While most of the initial reports of civil disobedience around New Orleans were later discredited, some important lessons were learned. Perhaps the biggest factor in securing the safety of you and your family was the ability to bunker in place until civil law is restored. This requires you to be adequately prepared. An event extending beyond your initial supplies will require you to buy/trade for the things you need. And while fiat currency may not be useful as money, contrary to the ads you hear and see in the media, gold and silver won’t do you much good either unless it is in your possession and in small enough denominations to be used practically in commerce. More likely, items needed for basic survival such as food, water, medication, and firewood will be accepted as currency.  Many disaster planners also feel that personal hygiene items will also be valuable for bartering. Preparation for Stage 3 must be done beforehand. You can’t begin building the ark after it starts to rain. That is something that needs to be done ahead of time.

It is important to understood what Stage 3 is NOT. Stage 3 is NOT being prepared to withstand a nuclear/radiation event. Stage 3 is NOT being able to live off the grid. Stage 3 is NOT being loaded for bear with enough ammo and weapons to singlehandedly fight off an army. Rather Stage 3 is simply taking common sense preparations to stay alive and out of harm’s way until law and order is returned following a disruption in civil services.  Another “P” word that is relevant is Partnership. Don’t try to be an island unto yourself. Instead, reach out to friends, family and neighbors to build synergies together. For example, while one home may have an abundance of firewood, another home two doors over may have a decent water source. One household may have skills in healthcare while the household next door may be best adept at hunting/gathering.


It should be no surprise that most things in life are not in our control. Yet that is not a license to be reactionary, impulsive or to live life with a laissez-faire attitude. Rather, a prudent man would control what can be controlled; quantify as much as possible the uncertainty of that which cannot be controlled; and take reasonable measures to affect an outcome in his favor as often as possible.

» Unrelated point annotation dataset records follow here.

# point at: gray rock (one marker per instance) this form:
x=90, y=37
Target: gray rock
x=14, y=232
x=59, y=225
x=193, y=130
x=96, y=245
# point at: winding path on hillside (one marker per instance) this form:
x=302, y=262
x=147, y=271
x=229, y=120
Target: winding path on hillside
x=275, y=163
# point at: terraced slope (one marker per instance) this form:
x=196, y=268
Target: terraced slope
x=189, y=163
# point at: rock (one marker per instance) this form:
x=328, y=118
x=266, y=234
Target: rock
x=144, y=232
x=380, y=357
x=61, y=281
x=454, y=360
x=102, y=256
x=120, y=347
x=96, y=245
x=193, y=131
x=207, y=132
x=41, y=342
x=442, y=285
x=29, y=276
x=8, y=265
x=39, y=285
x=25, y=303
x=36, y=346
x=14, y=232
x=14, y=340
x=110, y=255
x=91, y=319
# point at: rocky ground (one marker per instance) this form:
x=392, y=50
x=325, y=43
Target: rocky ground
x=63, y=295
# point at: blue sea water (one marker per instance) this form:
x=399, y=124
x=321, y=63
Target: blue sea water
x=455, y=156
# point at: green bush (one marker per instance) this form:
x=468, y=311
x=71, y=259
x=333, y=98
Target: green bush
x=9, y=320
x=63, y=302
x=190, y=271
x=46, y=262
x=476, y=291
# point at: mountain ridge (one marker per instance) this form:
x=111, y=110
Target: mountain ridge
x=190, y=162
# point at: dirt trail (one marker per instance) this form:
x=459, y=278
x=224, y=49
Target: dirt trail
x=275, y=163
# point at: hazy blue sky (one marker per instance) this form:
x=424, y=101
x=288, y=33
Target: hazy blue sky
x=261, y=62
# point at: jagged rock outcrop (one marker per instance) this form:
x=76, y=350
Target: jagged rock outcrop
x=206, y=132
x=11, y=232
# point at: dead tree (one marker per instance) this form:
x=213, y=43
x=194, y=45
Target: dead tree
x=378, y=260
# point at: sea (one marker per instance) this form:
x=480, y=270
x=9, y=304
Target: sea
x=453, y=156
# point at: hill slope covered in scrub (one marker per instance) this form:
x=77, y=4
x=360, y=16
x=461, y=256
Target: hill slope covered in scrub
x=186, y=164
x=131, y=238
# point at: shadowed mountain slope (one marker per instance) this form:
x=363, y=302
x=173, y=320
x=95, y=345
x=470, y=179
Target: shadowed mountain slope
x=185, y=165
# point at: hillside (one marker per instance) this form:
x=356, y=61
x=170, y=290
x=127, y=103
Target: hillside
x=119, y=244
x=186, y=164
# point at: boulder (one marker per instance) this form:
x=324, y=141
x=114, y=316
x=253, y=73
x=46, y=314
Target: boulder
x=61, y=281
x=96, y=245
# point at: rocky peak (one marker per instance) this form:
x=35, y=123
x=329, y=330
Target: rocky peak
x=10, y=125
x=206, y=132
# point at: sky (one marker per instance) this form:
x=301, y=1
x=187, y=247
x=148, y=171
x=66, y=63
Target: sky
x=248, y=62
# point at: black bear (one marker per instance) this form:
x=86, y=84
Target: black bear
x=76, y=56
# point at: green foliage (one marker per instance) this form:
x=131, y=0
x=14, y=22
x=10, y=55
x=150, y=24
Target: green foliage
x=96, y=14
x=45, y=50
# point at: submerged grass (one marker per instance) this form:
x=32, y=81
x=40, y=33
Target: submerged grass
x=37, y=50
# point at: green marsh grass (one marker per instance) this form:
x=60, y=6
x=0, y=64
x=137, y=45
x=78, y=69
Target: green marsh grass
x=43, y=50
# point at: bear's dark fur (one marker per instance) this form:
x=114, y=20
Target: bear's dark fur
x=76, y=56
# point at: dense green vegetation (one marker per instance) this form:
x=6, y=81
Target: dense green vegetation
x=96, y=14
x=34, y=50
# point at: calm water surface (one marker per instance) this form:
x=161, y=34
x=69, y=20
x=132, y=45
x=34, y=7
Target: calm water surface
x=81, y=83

From discussing crisis planning with clients in our top service level, we learned that preparedness not only improves response time immediately following a crisis or disaster, but it also plays a big part in shortening the recovery process afterwards. Comprehensive planning should incorporate a multi-dimensional approach. We suggest no less than three stages- or dimensions. Falling short of this standard could call into question an Advisor’s adherence to the Fiduciary Standard of care.

I told you it was time to revisit this 2019 vintage blog. May all who read these words, take heed to its council and take action to live their one and only best life. This is planning done right. This is the future of Advising.